Толстой продолжает свою феноменологию совести:
Особенно по старому больно, что нельзя поправить, что тот, с кем надо б[ыло] обойтись хорошо, ушел, и уже не догонишь. Это ложное чувство. Не в том дело, что непоправимо последствие моего поступка (оно может быть и поправимо); а в том, что непоправим самый поступок, что время, в к[отором] он соверш[ен], не возвратится. Но поправим я сам. Я могу, сознав свой грех, быть осторожным в повторении его. Важны не последствия, а поступок, дающий привычку злую или добрую (там же).

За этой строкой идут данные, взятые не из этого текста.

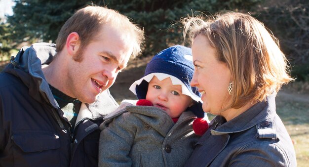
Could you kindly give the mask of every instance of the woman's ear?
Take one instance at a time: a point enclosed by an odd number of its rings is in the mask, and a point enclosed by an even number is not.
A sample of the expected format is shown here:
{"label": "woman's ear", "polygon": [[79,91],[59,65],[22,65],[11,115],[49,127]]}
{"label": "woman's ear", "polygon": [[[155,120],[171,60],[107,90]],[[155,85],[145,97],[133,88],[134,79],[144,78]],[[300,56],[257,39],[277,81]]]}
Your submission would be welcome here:
{"label": "woman's ear", "polygon": [[191,99],[191,102],[190,102],[190,104],[189,104],[189,106],[188,107],[192,107],[192,106],[194,104],[195,102],[195,101],[193,100],[193,99]]}
{"label": "woman's ear", "polygon": [[68,53],[71,55],[75,55],[75,53],[78,50],[80,44],[78,34],[77,32],[71,33],[67,38],[66,43],[66,48]]}

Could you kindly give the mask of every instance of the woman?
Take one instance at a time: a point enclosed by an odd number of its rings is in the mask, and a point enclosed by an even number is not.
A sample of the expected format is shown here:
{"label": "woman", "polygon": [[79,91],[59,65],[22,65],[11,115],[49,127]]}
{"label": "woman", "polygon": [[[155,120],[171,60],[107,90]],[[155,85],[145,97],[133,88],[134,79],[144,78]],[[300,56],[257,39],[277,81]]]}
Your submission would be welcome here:
{"label": "woman", "polygon": [[192,43],[203,110],[217,115],[186,166],[295,167],[292,141],[275,96],[293,80],[287,60],[263,24],[228,12],[213,20],[184,18]]}

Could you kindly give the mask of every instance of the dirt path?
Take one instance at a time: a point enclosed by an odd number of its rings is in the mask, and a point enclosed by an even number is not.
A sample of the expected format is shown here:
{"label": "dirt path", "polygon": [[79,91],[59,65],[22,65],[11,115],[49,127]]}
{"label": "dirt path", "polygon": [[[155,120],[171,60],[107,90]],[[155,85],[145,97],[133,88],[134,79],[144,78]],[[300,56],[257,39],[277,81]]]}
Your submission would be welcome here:
{"label": "dirt path", "polygon": [[277,94],[277,98],[284,100],[309,103],[309,94],[299,94],[290,91],[280,90]]}

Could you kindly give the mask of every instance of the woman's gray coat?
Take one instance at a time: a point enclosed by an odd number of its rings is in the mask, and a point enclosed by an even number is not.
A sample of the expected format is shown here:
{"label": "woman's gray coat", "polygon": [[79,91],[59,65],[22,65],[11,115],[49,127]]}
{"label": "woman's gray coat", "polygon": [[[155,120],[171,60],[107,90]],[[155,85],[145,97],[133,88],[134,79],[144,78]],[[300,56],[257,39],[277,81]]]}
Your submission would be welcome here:
{"label": "woman's gray coat", "polygon": [[186,167],[296,167],[292,140],[276,114],[275,95],[228,122],[217,116]]}
{"label": "woman's gray coat", "polygon": [[196,116],[184,112],[174,124],[158,108],[125,103],[100,126],[99,166],[183,166],[199,138],[192,128]]}

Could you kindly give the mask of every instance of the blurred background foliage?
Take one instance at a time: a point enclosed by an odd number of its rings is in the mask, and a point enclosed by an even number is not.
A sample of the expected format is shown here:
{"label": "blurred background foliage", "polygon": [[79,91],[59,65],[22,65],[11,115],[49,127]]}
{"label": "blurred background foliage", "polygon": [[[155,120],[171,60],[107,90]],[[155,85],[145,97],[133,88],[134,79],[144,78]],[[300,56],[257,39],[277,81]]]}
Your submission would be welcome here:
{"label": "blurred background foliage", "polygon": [[18,0],[15,2],[14,14],[0,25],[1,57],[25,42],[29,44],[54,42],[64,22],[86,5],[116,9],[143,28],[146,42],[141,57],[183,44],[181,17],[232,10],[250,12],[264,23],[279,39],[293,67],[292,75],[300,81],[309,81],[308,0]]}

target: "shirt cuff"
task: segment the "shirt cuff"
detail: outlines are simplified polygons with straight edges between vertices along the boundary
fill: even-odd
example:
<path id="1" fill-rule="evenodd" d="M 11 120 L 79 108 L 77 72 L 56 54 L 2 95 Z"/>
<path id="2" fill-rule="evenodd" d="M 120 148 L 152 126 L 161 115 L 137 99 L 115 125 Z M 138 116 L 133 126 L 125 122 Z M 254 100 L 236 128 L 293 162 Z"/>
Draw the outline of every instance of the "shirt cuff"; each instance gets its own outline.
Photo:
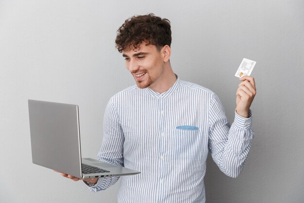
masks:
<path id="1" fill-rule="evenodd" d="M 238 128 L 242 129 L 248 129 L 252 124 L 252 111 L 249 110 L 248 111 L 248 118 L 244 118 L 238 115 L 236 111 L 235 111 L 235 124 Z"/>

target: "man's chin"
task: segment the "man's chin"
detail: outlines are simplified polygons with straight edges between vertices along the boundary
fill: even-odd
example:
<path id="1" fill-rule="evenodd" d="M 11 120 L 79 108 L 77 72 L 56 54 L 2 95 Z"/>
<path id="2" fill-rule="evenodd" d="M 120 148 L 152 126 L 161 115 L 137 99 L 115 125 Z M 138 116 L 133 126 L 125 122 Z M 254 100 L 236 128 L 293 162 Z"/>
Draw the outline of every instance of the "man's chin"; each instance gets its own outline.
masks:
<path id="1" fill-rule="evenodd" d="M 151 84 L 149 83 L 144 83 L 142 82 L 136 82 L 136 84 L 137 85 L 138 88 L 145 89 L 149 87 Z"/>

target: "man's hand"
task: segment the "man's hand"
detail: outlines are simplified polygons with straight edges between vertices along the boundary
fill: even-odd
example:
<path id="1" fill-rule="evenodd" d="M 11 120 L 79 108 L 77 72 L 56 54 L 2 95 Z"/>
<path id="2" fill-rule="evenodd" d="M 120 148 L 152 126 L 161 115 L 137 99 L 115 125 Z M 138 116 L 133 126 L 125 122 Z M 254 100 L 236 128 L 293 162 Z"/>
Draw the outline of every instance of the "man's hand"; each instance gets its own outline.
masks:
<path id="1" fill-rule="evenodd" d="M 236 113 L 245 118 L 248 117 L 248 112 L 251 103 L 256 93 L 254 78 L 244 76 L 239 80 L 242 81 L 236 90 Z"/>
<path id="2" fill-rule="evenodd" d="M 78 181 L 80 180 L 81 180 L 82 181 L 85 181 L 86 182 L 88 183 L 93 183 L 95 184 L 96 183 L 97 183 L 97 181 L 98 181 L 98 178 L 93 178 L 93 179 L 81 179 L 80 178 L 78 178 L 76 177 L 75 176 L 73 176 L 71 175 L 68 175 L 66 173 L 61 173 L 59 171 L 57 171 L 57 170 L 54 170 L 54 171 L 55 172 L 57 172 L 59 173 L 60 173 L 60 174 L 66 178 L 69 178 L 70 179 L 71 179 L 72 180 L 73 180 L 74 181 Z"/>

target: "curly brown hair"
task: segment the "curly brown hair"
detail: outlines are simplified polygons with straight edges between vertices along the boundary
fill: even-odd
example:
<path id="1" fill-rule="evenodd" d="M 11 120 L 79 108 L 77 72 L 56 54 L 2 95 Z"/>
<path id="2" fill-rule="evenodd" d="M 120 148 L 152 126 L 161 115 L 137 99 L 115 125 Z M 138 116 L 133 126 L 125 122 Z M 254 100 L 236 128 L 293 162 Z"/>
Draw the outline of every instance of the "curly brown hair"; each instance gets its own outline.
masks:
<path id="1" fill-rule="evenodd" d="M 155 45 L 158 51 L 165 45 L 171 45 L 171 25 L 166 18 L 162 19 L 150 13 L 147 15 L 134 16 L 127 19 L 117 31 L 115 43 L 118 52 L 138 48 L 145 41 Z"/>

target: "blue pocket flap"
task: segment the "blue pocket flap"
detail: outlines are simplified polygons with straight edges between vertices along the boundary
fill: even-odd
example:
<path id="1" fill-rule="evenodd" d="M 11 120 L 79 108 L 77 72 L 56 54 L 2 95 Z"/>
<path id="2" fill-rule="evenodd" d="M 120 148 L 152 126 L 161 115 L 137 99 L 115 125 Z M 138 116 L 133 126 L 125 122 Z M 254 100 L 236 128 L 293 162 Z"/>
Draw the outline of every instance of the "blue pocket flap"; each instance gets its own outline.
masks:
<path id="1" fill-rule="evenodd" d="M 176 129 L 195 130 L 199 129 L 199 128 L 193 126 L 181 126 L 177 127 Z"/>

Вернее было бы сказать: привычку к добру, не в смысле делания, а в смысле привыкания к тому, что можно и практически осуществимо прямо и просто хотеть добра и из этого желания поступать.
8
3 апреля 2001
Это существо, пишущее дневник, называет свои цели. Почему оно не может успокоиться на том, чтобы делать свое дело молча: поступать мудро и разумно, исполнять, а не говорить. То, к чему оно тянется — говорилось прошлый раз, — так или иначе невыразимо. То, что невыразимая ощущаемая цель должна быть высказана в догмате, вовсе не очевидно. Что всякое такое догматизирование интуиции будет опасно связано с ошибкой, а главное, с противоречием и с войной, всем так ясно. У животных, у которых нет догматики, нет и войны, есть охота и оборона территории. Так называемые войны муравьев — это по сути продолжение работы строительства муравейника в условиях появления на принадлежащей ему территории существ с другой химией, которые непосредственно не могут быть встроены в государство и должны быть редуцированы до встраиваемости через уничтожение их самодвижности.
В том, что самодвижность особей другого муравейника запрограммирована иначе и никак не встраивается в организм нашего муравейника, даже мешает нашему, есть подобие другой химии — другой догматике. И это позволяет думать с большим уважением о догматике. До открытия важности догмата для человеческого общежития, это открытие было им сделано где-то около своих 50 лет — Толстой был по существу типичным московским витальным стратегом, упивался насмешкой над любыми установочными текстами, над уставом масонов, над диспозициями генеральных штабов; в его райском московском мире есть храм, где можно молиться и где поэтому Наташа Ростова спасается от своего отчаяния, но ничего подобного христианской догматике, вместо всего этого — безотчетная полнота, затягивающая, жизни, как когда на охоте Наташа Ростова визжит при виде пойманного зайца оглушительно и сама не замечает что она делает, или когда охотник бросается на волка и сам становится как зверь. Этот построенный, предложенный России ее райский мир, которого нет так, что он один только по-настоящему и есть, в котором можно жить и дышать, создан верностью полноте жизни.
И вот я спрошу: что значит и в названии толстовского романа?
Это не только соединительное и, но еще и — второе словарное значение — присоединительный <союз>, «употребляется для присоединения предложений или отдельных членов предложения, дополняющих, развивающих высказанную мысль». Такое значение близко к «то есть». Война у Толстого всё равно мир. Войны догматов, войны непримиримой химии Толстой в этом романе не знает. Война есть включенная в мир как смерть и болезнь в природу, т. е. как событие жизни: война полнота жизни, как смерть, как охота, как любовь.